By Jaida Dent
It is hard being a teenager in this day and age. Layla is constantly pestered with questions about what she wants to do with her life and is it going to make her money. However, she just wants the freedom to be happy in her career path.
“To get to a place where you could love anything you chose—not to need permission for desire—well now, that was freedom.” –Toni Morrison
Sitting up in her bed, jerking forward quickly, escaping these stressful thoughts that have bothered her for the past few months. She is reading over “Sweetness” for a third time today with scattered pieces of paper on her bed. Layla wants to be like her, for her words to have an effect on people. Yet sadly, that is not the way the world works. The world requires you to have a good job, make money, and provide for yourself or an entire family.
Don’t get me wrong, I want to do that, but doing that means that I probably can’t live my dream. What is my dream, you ask? To write, that’s what it is. To be able to live a life where I can write endlessly for days, talking about the things people want to hear and saying the things that need to be said. To be able to write under my own name and be satisfied with the work I produce.
Her parents are a different story. For the last few weeks, her parents have been pestering her with questions Layla asks herself.
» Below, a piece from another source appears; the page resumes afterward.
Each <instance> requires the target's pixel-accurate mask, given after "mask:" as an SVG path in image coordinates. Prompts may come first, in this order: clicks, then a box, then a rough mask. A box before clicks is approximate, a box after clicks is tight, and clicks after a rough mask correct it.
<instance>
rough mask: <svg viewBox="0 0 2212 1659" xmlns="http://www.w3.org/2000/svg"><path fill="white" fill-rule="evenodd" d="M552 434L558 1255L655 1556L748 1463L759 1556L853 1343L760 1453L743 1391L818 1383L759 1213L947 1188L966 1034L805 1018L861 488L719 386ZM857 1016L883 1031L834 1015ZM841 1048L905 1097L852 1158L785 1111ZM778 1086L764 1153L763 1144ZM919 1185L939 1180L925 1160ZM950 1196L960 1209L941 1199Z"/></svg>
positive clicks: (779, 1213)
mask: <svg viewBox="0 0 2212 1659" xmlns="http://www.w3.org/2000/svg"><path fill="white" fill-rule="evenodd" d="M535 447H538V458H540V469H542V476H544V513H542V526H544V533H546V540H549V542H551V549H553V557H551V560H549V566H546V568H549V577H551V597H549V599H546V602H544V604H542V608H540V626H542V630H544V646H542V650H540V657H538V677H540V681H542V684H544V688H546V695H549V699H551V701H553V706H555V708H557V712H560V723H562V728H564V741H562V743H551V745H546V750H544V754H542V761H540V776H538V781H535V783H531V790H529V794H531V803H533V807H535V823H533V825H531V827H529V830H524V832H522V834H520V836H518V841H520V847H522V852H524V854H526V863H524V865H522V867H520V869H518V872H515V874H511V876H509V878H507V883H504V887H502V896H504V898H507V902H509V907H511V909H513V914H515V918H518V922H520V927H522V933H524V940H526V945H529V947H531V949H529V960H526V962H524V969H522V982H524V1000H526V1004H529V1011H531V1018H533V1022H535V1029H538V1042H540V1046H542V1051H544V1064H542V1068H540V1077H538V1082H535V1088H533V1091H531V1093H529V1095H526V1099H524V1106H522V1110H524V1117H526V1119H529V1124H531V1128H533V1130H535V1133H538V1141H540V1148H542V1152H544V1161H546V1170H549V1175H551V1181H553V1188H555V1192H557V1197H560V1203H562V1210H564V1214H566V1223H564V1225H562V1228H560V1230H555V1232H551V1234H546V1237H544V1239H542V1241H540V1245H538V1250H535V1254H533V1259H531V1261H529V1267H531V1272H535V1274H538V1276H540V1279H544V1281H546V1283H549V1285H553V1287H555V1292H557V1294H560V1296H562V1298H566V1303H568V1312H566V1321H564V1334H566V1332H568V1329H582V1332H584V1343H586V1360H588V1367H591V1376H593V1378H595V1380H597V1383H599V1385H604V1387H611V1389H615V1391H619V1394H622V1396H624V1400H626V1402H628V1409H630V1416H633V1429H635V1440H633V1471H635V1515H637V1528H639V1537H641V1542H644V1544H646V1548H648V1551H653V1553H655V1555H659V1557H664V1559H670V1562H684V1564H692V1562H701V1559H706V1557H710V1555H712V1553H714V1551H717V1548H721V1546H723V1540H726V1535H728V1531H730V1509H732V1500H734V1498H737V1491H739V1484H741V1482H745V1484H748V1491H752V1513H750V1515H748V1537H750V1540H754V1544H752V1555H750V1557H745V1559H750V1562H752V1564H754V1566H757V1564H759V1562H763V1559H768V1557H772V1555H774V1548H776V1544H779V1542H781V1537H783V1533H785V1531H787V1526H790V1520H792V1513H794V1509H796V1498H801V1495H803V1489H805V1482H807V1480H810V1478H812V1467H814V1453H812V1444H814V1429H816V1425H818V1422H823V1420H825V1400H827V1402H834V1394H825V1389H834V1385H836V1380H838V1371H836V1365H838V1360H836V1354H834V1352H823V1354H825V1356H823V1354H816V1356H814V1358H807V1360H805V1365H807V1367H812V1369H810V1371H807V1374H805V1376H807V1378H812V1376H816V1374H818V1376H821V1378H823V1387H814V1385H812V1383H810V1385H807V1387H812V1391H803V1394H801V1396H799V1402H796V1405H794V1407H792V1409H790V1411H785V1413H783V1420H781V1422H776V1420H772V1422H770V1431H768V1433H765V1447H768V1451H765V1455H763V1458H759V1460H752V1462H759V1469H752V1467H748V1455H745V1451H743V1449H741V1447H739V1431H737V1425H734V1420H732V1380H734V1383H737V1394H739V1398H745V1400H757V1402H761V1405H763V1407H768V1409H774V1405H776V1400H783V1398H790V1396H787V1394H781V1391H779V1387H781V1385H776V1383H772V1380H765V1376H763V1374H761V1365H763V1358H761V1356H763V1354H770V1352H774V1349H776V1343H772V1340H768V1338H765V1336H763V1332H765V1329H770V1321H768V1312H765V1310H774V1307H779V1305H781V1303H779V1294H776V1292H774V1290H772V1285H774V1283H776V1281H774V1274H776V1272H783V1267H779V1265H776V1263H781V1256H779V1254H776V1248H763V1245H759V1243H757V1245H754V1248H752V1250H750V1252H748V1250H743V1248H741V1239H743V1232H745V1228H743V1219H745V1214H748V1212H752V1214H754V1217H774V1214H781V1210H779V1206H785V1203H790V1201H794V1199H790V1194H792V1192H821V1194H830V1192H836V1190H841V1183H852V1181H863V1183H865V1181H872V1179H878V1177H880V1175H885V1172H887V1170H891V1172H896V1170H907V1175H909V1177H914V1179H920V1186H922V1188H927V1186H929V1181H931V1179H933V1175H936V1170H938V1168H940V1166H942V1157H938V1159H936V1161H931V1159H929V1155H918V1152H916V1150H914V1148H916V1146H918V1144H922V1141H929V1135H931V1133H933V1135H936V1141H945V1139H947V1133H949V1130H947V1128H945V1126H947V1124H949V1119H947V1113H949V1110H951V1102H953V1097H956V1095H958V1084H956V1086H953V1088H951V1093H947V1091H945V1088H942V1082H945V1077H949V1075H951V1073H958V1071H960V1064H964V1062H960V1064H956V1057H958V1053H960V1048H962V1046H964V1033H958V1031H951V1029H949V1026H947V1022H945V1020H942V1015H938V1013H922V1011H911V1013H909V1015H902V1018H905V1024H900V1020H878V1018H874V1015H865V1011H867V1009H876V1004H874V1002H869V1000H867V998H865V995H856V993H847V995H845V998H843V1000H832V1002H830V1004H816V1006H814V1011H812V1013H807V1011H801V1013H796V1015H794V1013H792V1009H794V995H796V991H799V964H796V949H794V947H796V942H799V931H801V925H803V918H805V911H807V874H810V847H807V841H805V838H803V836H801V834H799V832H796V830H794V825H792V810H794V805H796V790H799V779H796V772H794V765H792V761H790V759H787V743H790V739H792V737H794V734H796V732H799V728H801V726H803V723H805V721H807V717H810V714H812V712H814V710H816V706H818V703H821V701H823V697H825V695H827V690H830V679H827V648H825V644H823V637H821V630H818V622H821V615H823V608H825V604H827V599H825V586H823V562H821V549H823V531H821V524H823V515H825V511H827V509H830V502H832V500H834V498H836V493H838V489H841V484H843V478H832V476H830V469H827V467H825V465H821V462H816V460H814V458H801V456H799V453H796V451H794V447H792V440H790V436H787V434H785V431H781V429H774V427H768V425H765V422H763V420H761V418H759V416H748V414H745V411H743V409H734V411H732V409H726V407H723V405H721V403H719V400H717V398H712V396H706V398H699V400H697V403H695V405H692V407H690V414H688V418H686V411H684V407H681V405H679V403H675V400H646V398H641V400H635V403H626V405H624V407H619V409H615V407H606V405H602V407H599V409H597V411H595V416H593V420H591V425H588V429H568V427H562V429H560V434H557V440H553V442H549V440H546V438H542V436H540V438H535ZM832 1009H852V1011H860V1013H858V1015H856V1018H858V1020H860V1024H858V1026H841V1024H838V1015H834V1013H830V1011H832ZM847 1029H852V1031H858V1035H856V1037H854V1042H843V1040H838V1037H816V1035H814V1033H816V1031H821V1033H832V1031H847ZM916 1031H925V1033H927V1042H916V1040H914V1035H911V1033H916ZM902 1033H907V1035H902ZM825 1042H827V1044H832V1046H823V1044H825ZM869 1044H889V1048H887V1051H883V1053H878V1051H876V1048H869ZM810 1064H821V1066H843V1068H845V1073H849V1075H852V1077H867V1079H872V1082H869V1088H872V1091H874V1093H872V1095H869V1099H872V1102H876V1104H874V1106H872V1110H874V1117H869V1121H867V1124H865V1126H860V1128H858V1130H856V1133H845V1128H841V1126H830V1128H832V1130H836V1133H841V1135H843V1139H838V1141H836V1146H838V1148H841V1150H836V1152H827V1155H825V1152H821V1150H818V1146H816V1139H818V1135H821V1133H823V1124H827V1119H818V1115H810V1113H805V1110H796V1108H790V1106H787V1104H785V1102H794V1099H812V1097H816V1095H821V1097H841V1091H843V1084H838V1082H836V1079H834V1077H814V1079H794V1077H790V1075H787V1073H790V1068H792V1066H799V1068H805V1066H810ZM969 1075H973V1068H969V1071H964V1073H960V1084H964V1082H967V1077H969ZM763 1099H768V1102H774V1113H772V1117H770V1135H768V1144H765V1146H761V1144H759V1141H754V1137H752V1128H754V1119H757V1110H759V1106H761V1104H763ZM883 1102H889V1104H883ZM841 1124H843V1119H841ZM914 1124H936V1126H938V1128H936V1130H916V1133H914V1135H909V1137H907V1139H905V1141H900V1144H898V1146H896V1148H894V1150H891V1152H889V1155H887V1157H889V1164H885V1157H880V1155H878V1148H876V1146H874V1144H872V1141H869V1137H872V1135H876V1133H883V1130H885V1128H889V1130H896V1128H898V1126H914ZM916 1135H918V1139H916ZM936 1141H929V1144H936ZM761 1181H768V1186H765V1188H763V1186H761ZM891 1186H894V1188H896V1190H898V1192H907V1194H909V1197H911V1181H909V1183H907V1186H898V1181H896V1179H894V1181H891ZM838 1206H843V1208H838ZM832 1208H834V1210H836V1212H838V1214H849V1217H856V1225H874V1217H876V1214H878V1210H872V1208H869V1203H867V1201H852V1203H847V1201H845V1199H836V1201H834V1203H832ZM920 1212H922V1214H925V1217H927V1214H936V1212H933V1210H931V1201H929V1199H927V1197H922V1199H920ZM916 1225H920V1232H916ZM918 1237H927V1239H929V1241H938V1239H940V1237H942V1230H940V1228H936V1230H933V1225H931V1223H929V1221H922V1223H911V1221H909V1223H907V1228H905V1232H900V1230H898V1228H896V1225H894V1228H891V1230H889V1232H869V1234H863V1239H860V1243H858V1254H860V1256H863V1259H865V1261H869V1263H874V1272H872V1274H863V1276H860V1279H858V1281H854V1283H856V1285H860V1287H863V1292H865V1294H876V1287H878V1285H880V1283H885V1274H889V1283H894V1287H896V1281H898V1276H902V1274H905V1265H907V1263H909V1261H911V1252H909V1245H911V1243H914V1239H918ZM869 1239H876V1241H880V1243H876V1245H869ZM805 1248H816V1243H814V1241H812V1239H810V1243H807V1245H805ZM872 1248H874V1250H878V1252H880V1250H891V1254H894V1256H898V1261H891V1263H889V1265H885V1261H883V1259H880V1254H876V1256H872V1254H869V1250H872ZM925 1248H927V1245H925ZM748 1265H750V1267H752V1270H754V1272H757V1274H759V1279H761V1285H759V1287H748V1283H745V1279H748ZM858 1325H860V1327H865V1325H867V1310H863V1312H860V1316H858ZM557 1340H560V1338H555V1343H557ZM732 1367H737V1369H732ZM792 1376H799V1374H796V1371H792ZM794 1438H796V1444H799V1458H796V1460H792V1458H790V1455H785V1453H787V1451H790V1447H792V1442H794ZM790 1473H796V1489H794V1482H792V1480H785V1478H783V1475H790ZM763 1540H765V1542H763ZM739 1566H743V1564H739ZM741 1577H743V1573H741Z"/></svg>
“Layla, you have got to start thinking about what you want to do with your life. College applications are around the corner and you have to know what you will spend your four years on,” her mother had commented a couple of weeks ago.
Her father added, “Your mother is right. We don’t have time to waste thousands of dollars for you to work a subpar job. You need a career that is going to put you somewhere in Life.”
“Layla, you are never too young to think about what you want to do with your life. The sooner you know, the more likely you’ll be able to accomplish it.” A statement said far too often for the young girl.
“But what if I want to be somewhere in history, not just life?” In silence, she sits.
Her mother had walked around the mahogany dinner table and sat next to Layla. She saw the disappointment in her daughter’s eyes, knowing that they had stepped on her dreams like it was nothing. The woman hugged her daughter, bringing warmth in a cold conversation.
“We want you to be different, better than us. We want you to be able to be happy, but also financially supported no matter what.”
“But why can’t I be both happy and financially supported in writing?”
“We’re only saying these things because we love you and we know you can do amazing Things.”
“I know, Mom,” she said dejectedly.
She sighs. With a foggy vision, she remembered back to when she had time. No deadline, no due date, nothing to stress over. There used to be a time when she had freedom. Now, everything seems like it’s about doing things for your future. Yet, it’s at the cost of killing your present.
What if I get so far, but barely scrape success? What if my dream is never meant to be chased? What if everyone was right? What if it was time to get practical?
With no resolution to her problem, she was overwhelmed. No one seemed to give her the answer she needs, or at least the one she wants to hear. At times like this, she turned to her brother: an eleven-year-old wise beyond his years was somehow a solution for all her problems. He ran from his room on the second floor into the dining room, to be faced only with gloom etched on his older sister’s face.
“You seem stressed. What’s got you down?” His brown eyes had pierced into her playfully.
“You wouldn’t understand. It’s too mature for you.”
“When has that ever stopped me from helping you?” She laughed.
“I’m having a problem figuring out what I want to do with my life, Aiden. Mom and Dad want me to have a job that’s boring and is just good for money when I want to have a job that is fun and makes me happy.”
“Why can’t you have both? Who said there isn’t a fun job that makes you money?”
She knew her baby brother was smart, but not this smart. The dinner table was always a place for serious, gut-wrenching conversations. Yet, the carefree answer her brother gave her opened up what else could be talked about here.
Laying back into her bed, she breathed. Forgot everything in the world and took a moment to live. She took in the feeling of the bed beneath her. The way the pillows cradled her head, the way the sheets hugged her body. She calmed her raging thoughts and finally felt some Peace.
Yesterday is yesterday, today is tomorrow, and I am growing up too fast.
Jaida Dent, born in Brooklyn, New York, is a student, poet, and writer. Coming out of East New York, Brooklyn, she has been writing since middle school and has performed her slam poetry in multiple spaces. She uses her creativity to develop pieces that she loves and hopes her audience does as well. She aspires to continue writing and hopes to develop her skills, even more in her future career.